Fava Daniela, Guglielmi Davide, Pepino Carlotta, Angelelli Alessia, Casalini Emilio, Varotto Carolina, Panciroli Marta, Tedesco Caterina, Camia Tiziana, Naim Alessandro, Allegri Anna Elsa Maria, Patti Giuseppa, Napoli Flavia, Gastaldi Roberto, Parodi Stefano, Salerno Mariacarolina, Maghnie Mohamad, Di Iorgi Natascia
Department of Neuroscience, Rehabilitation, Ophthalmology, Genetics, Maternal and Child Health, University of Genoa, 16132 Genoa, Italy.
Pediatric Endocrinology Unit, Department of Pediatrics, IRCCS Istituto Giannina Gaslini, 16147 Genoa, Italy.
J Clin Endocrinol Metab. 2024 Dec 18;110(1):78-90. doi: 10.1210/clinem/dgae408.
The 2019 American Association of Clinical Endocrinologists guidelines suggested peak GH-cutoffs to glucagon test (GST) of ≤3 and ≤1 µg/L in the diagnosis of permanent GH deficiency (GHD) during the transition phase.
The aim of the study was to evaluate the accuracy of GST compared to insulin tolerance test (ITT) in the definition of GHD at adult height achievement.
Ninety-seven subjects with childhood-onset GHD (median age, 17.39 years) underwent ITT, GST, and IGF-1 testing; 44 subjects were idiopathic (isolated GHD), 35 moderate organic GHD (0-2 hormone deficiencies) and 18 severe organic GHD (≥3 hormone deficiencies).

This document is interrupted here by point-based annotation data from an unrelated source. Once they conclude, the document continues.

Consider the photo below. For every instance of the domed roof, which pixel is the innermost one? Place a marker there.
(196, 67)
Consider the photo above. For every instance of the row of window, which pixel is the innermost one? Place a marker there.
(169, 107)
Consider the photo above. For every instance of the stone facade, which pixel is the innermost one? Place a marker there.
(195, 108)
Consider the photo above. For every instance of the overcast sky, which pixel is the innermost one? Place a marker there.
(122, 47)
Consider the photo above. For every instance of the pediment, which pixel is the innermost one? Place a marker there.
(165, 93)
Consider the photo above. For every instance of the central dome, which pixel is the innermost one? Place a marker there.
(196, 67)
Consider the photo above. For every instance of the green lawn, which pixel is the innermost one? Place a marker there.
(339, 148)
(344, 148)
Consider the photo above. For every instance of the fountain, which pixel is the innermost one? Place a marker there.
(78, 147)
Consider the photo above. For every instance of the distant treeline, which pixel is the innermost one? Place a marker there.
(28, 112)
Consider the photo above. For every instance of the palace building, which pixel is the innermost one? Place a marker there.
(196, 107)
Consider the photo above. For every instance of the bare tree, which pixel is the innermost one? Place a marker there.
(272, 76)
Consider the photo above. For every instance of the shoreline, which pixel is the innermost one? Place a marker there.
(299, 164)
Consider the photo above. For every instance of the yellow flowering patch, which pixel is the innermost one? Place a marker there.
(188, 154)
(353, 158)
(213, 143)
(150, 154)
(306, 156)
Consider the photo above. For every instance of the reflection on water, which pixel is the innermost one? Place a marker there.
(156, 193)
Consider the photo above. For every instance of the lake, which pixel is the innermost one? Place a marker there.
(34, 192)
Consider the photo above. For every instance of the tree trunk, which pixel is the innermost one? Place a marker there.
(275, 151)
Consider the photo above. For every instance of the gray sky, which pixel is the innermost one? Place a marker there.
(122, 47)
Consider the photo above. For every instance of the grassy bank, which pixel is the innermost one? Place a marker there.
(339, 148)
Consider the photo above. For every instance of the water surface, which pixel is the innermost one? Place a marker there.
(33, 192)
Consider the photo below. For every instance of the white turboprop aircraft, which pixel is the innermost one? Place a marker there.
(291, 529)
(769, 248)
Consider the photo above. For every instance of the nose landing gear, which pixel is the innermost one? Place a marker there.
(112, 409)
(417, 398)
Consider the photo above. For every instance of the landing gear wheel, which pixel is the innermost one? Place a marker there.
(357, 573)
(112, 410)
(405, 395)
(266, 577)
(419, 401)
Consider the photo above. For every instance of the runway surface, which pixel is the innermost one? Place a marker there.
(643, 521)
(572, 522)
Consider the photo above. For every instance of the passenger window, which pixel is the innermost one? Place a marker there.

Bland and Altman analysis showed a high consistency of GH peak measures after ITT and GST. Receiver operating characteristic analysis identified 7.3 μg/L as the optimal GH peak cutoff to GST [95% confidence interval (CI) 4.15-8.91; sensitivity 95.7%, specificity 88.2%, positive predictive value (PPV) 88.0%, negative predictive value (NPV) 95.7%] able to correctly classify 91.8% of the entire cohort while 5.8 μg/L was the best GH peak cutoff able to correctly classify 91.4% of moderate organic GHD patients (95% CI 3.16-7.39; sensitivity 96.0%, specificity 80.0%, PPV 92.3%, NPV 88.9%). Patients with ≥3 hormone deficiencies showed a GH peak <5 μg/L at ITT and <5.8 μg/L at GST but 1. The optimal cutoff for IGF-1 was -1.4 SD score (95% CI -1.94 to 0.77; sensitivity 75%, specificity 94%, PPV 91.7%, NPV 81.0%) that correctly classified 85.1% of the study population.
A GH peak to GST <5.8 μg/L represents an accurate diagnostic cutoff for young adults with childhood-onset GHD and high pretest probability of permanent GHD.
2019年美国临床内分泌医师协会指南建议,在过渡期诊断永久性生长激素缺乏症(GHD)时,胰高血糖素试验(GST)的生长激素峰值临界值≤3 μg/L和≤1 μg/L。
本研究旨在评估与胰岛素耐量试验(ITT)相比,GST在成年身高达成时定义GHD的准确性。
97例儿童期起病的GHD患者(中位年龄17.39岁)接受了ITT、GST和胰岛素样生长因子-1(IGF-1)检测;44例为特发性(孤立性GHD),35例为中度器质性GHD(0-2种激素缺乏),18例为重度器质性GHD(≥3种激素缺乏)。
布兰德和奥特曼分析显示,ITT和GST后生长激素峰值测量具有高度一致性。受试者工作特征分析确定,GST的最佳生长激素峰值临界值为7.3 μg/L[95%置信区间(CI)4.15-8.91;敏感性95.7%,特异性88.2%,阳性预测值(PPV)88.0%,阴性预测值(NPV)95.7%],能够正确分类整个队列的91.8%,而5.8 μg/L是能够正确分类91.4%中度器质性GHD患者的最佳生长激素峰值临界值(95%CI 3.16-7.39;敏感性96.0%,特异性80.0%,PPV 92.3%,NPV 88.9%)。≥3种激素缺乏的患者在ITT时生长激素峰值<5 μg/L,在GST时<5.8 μg/L,但1例除外。IGF-1的最佳临界值为-1.4标准差评分(95%CI -1.94至0.77;敏感性75%,特异性94%,PPV 91.7%,NPV 81.0%),能够正确分类85.1%的研究人群。
对于儿童期起病且永久性GHD预测试概率高的年轻成年人,GST的生长激素峰值<5.8 μg/L是一个准确的诊断临界值。